In today's digital age, extracting text from images or scanned PDFs is a common requirement for various applications. Optical Character Recognition (OCR) is a technology that enables computers to recognize and extract text from such documents. With it, we can effortlessly convert images and scanned PDFs into editable and searchable formats, making it easier to process and analyze the textual content. In this blog, we will explore how to extract text from images and scanned PDFs with OCR in C#.
- Extract Text from Images in C#
- Extract Text from Images with Coordinates in C#
- Extract Text from Scanned PDFs in C#
C# Libraries for Extracting Text from Images and Scanned PDFs
To extract text from images, we will utilize the Spire.OCR for .NET library. Spire.OCR for .NET is a powerful library designed specifically for extracting text from images in .NET applications. It supports various image formats such as BMP, JPG, PNG, TIFF, and GIF.
Here are the steps to install Spire.OCR for .NET:
- Change the platform target of your solution to x64.
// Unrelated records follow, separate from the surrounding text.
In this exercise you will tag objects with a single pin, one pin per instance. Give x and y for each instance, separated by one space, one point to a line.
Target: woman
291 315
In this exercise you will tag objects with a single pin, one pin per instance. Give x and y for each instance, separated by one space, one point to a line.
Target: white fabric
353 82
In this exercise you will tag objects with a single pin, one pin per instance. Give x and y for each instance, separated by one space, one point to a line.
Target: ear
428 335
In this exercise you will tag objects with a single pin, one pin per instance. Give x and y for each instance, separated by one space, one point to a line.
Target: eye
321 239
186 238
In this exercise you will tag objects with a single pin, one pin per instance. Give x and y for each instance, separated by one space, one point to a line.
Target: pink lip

- Install Spire.OCR from NuGet by executing the following command in the NuGet Package Manager Console:
- Open your solution folder and navigate to the "packages\Spire.OCR.1.8.0\runtimes\win-x64\native" directory. Copy the DLL files from this directory and paste them into the "Debug" folder of your solution.

Install-Package Spire.OCR

To extract text from scanned PDFs, we first need to convert the PDF document into images. For this task, we will employ the Spire.PDF for .NET library. Once the conversion is complete, we can utilize Spire.OCR to extract text from the resulting images.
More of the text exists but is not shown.